1949 Donald Duck cartoon

Donald's Happy Birthday is a 1949 Donald Duck cartoon featuring Donald Duck and his nephews Huey, Dewey, and Louie. In the short film, Huey, Dewey, and Louie would like to buy a box of cigars for Donald's birthday but Donald decides to keep the money.

==Plot==
On March 13, Huey, Dewey, and Louie are in their tree house debating what to get their uncle Donald for his birthday, ultimately settling on a box of cigars. Their plans are halted when they realize they do not have the required $2.98. To raise funds, the boys do a frenzied set of chores for Donald's lawn and gardens, after which they hand Donald an invoice for $2.98. Finding the charges reasonable, Donald happily pays the boys, but then immediately forces them to deposit the funds in a locking musical coin bank (the song lyrics of which advise the boys to "Take my advice/Do as I say/Save a little money for a rainy day").

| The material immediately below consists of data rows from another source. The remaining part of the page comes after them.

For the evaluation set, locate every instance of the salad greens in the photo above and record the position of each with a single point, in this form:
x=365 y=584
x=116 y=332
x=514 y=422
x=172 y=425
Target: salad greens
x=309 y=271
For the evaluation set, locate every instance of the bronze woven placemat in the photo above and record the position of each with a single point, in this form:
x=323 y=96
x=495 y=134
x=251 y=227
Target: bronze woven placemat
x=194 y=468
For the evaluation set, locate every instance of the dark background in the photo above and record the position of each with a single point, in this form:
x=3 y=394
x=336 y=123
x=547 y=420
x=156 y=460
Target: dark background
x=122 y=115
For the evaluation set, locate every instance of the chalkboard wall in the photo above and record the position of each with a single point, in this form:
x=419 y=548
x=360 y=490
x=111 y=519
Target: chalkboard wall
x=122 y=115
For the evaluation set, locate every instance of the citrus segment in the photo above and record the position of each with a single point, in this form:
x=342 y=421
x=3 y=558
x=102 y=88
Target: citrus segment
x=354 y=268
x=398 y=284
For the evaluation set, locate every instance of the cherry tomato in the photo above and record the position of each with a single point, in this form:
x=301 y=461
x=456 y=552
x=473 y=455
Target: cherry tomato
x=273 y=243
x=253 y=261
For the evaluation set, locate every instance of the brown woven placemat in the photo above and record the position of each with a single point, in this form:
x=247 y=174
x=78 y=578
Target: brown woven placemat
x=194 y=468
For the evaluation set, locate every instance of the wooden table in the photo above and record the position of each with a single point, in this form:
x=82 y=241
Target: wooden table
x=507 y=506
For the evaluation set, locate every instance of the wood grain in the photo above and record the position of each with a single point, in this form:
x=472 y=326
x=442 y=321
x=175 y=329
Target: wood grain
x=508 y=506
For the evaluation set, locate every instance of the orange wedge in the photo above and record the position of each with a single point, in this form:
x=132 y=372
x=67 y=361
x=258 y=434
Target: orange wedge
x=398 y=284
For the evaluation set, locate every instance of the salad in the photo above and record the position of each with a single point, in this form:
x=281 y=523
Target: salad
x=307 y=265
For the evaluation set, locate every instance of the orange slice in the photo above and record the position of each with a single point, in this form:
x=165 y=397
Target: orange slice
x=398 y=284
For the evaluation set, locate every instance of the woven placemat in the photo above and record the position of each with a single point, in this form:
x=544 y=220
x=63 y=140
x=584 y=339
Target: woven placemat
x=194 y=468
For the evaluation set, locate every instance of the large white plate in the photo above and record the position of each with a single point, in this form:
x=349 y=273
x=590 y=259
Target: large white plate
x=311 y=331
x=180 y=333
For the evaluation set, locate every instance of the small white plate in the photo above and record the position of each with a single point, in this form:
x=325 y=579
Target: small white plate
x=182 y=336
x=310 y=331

Later, believing Donald to be napping, the boys take the bank and sneak it to their tree house to open it, but Donald, not actually asleep, gets up and follows the boys. After admonishing them, he takes the coin bank and returns it to the house.

A subsequent attempt to take the coin bank fares better, and the boys run off with the money. Donald uses his telescope to spot the trio exiting the cigar store, and mistakenly concludes they bought the cigars to smoke themselves. A furious Donald then makes his nephews forcibly smoke all of the cigars themselves to teach them a lesson, and the triplets end up passing out due to extreme smoke inhalation. Just as the cigar box is emptied, Donald discovers a birthday card written by the trio inside the box, making him realize that the triplets were actually going to give the cigars to him as a birthday present. Horrified of what he has done, Donald shrinks out of shame and jumps out a hole in the tree house floor.

==Voice cast==
- Clarence Nash as Donald Duck, Huey, Dewey, and Louie

==Continuity of Donald's birth date==
Although this short lists Donald's birthday as March 13, Disney later decided that Donald's official birthday would be celebrated on June 9, the date of his film debut.

==Home media==
The short was released on December 11, 2007, on Walt Disney Treasures: The Chronological Donald, Volume Three: 1947-1950.